While asymmetric routing is known to be a problem at the network edge, it can be a problem for security professionals internally as well.  And the larger the network is, the more likely asymmetric traffic is to occur at some level.  When you deploy an IPS sensor in the network, it must be able to see all traffic in both directions for maximum effectiveness.  When an IPS sensor is able to see all the traffic involved in a particular session, you get better threat detection, reduced susceptibility to IPS evasion techniques, and less susceptibility to false-positives and false-negatives. 

While it cannot be completely avoided at the enterprise edge, the good news is that internally, steps can be taken to reduce if not eliminate the effects of asymmetric routing.  So good network design is a must to get the maximum effectiveness of an IPS deployment, particularly if there are going to be multiple sensors along a given traffic flow.

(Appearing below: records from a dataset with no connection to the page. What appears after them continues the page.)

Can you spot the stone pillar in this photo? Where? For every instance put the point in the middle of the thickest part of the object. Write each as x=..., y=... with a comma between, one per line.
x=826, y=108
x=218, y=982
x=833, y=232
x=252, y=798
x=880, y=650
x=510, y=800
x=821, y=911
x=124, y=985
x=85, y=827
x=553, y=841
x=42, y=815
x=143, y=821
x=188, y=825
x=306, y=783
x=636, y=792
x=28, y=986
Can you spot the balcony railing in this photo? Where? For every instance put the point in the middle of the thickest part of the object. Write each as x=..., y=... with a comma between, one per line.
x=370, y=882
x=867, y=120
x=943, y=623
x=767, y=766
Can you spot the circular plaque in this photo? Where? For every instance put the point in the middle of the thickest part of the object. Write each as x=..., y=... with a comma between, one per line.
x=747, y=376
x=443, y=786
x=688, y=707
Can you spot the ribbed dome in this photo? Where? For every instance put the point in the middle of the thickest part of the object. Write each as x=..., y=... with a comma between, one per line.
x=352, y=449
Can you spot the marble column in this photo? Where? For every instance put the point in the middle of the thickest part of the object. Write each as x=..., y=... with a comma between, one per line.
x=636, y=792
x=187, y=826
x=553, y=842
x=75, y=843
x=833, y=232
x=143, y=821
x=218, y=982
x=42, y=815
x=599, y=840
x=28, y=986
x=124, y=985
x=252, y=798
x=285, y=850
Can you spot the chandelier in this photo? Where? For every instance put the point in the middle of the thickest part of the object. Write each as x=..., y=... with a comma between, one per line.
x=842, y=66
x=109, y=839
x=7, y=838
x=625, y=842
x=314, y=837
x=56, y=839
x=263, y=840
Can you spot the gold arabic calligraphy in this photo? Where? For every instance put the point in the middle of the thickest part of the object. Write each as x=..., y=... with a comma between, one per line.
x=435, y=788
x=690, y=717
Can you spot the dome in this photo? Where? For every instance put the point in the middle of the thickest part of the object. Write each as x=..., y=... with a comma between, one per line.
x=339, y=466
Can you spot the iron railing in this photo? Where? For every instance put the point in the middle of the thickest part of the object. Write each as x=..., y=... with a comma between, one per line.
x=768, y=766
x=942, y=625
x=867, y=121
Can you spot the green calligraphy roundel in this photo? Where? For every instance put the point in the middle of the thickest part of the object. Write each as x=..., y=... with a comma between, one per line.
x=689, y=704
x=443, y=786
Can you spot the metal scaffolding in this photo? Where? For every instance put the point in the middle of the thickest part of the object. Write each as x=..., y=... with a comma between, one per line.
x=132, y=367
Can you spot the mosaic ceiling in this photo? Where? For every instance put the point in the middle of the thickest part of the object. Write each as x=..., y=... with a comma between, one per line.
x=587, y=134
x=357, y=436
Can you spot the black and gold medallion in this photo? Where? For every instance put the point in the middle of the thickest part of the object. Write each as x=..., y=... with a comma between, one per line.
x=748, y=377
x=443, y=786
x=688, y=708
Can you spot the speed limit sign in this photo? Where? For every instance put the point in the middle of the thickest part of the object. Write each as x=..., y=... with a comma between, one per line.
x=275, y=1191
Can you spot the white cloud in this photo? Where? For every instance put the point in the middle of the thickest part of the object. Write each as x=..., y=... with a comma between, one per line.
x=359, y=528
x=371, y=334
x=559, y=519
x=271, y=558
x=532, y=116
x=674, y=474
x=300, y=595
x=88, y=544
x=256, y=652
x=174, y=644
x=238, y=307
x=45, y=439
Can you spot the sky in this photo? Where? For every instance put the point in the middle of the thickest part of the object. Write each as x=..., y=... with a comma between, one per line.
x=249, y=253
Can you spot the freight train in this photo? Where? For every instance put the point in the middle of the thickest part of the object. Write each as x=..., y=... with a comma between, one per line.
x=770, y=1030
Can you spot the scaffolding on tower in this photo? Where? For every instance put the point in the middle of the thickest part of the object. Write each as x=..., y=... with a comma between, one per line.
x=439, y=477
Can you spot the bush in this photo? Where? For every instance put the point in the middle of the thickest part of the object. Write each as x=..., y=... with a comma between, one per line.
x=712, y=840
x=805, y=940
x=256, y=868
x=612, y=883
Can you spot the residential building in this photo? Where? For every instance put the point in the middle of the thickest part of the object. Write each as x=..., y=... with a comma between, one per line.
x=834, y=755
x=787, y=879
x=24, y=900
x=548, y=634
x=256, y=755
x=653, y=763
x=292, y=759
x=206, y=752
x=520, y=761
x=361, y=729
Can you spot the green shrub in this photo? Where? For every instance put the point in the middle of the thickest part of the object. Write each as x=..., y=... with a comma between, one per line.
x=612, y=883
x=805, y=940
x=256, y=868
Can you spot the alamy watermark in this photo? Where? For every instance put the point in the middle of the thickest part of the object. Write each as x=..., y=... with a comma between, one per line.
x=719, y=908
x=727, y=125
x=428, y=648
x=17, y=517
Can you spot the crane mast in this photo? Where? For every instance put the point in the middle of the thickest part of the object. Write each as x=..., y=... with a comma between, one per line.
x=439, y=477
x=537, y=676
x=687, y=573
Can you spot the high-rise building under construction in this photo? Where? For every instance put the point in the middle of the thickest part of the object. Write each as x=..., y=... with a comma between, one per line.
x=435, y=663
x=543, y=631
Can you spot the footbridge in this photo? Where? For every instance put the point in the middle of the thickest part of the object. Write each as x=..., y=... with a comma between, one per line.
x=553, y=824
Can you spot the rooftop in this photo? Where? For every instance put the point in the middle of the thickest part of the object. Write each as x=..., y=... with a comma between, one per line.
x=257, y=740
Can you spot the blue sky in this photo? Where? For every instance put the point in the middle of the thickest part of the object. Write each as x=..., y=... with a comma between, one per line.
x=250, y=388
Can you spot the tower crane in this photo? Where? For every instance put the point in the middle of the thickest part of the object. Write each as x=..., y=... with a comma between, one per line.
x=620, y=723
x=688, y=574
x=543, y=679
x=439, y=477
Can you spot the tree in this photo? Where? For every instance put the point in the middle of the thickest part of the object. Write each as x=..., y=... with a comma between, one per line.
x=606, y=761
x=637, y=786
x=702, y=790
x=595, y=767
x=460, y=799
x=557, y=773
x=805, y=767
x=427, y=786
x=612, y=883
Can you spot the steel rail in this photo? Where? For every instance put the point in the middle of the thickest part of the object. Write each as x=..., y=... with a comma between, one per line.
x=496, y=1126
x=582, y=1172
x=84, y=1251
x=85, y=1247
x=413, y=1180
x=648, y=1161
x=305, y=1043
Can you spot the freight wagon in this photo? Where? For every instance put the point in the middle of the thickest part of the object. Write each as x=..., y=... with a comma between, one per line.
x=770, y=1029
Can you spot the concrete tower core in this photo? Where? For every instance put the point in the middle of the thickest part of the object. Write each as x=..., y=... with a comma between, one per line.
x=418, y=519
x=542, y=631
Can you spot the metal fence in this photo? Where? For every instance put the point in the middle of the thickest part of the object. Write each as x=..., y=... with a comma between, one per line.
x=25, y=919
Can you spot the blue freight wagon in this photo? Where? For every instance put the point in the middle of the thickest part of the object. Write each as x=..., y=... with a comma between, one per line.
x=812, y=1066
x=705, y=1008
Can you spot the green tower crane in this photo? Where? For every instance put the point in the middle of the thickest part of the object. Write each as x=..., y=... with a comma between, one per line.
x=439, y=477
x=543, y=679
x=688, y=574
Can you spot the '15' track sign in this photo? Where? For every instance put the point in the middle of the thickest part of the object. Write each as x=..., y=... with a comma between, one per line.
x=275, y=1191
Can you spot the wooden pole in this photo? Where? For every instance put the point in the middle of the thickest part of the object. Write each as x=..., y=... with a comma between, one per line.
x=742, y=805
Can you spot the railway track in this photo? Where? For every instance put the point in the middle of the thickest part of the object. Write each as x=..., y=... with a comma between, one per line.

There's a few options to ensure symmetric traffic flows, or to mitigate the effect of asymmetric traffic flows including:

• Duplicate traffic across multiple IPS sensors to ensure each sensor can see all applicable data.  In addition to the challenges presented in getting all the relevant data to each IPS, we also have a greater likelihood of overloading IPS sensors with traffic, which will result in packets being dropped.
• Integration of an IPS switch.  This is reducing traffic down to a single switch.  While it is better from an IPS standpoint, it's introducing a single point of failure into the network.
• Correctly configuring spanning tree parameters to ensure symmetrical paths across Layer 2 areas.
• Routing manipulation with techniques such as PBR. This is a cost effective solution as it involves only configuration changes rather than additional hardware.  But it adds complexity to the network in addition to requiring cooperation between security and networking. 
• Sticky load-balancing utilizing technology such Cisco's ACE module or Riverbed's Asymmetric Routing Detection to better reduce the chances of asymmetric routing.
• In cases of HSRP induced asymmetry, utilize EEM and EOT in order to change the paths of HSRP related routes dynamically.
• Configuring firewalls as active/standby pairs rather than active/active pairs.

But as you can see, many of these techniques involve taking redundant data paths out of the equation, and therefore reducing the amount of overall usable bandwidth across the network.  Others involve sending more data to or through each IPS unit, increasing the burden on each unit and increasing the likelihood of dropped packets.  So there is obviously a balancing act between performance and visibility.